Getting Started with Vibe Coding
If you want to try vibe coding for your own project:
- Start small: Pick a well-defined feature (e.g., "add dark mode toggle")
- Create minimal docs: Write a simple AGENTS.md with workflow rules and a PROJECT_REQUIREMENTS.md with feature specs
- Use an LLM with agent mode: GitHub Copilot, Cursor, or similar tools that support extended context and tool use
- Establish a decision log habit: Log every change with goal/files/risk/gates
- Iterate on documentation: When the LLM misunderstands, clarify the docs
- Add cross-references gradually: As your project grows, create troubleshooting guides and CLI workflow docs
The goal isn't perfection from day one. It's creating a feedback loop where documentation, code, and your understanding of the problem all improve together.

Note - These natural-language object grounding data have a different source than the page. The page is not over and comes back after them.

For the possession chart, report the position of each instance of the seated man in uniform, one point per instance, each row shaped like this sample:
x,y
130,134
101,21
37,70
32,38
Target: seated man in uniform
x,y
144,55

Conclusion: Democratizing Software Development
Vibe coding isn't just a productivity hack for existing developers—it's a paradigm shift that makes software development accessible to anyone who can clearly describe a problem. You don't need to know the difference between a closure and a callback. You need to know what you want to build and be able to evaluate whether the result works.
EF-Map proves this works at scale. A single non-coder, using structured documentation and LLM agents, delivered a production application serving thousands of users with features that would typically require a small engineering team.
The code isn't magic. The LLM isn't sentient. The secret is structured communication: clear intent, documented patterns, cross-referenced knowledge, and disciplined iteration.
If you can describe what you want and verify it works, you can build software. That's the promise of vibe coding.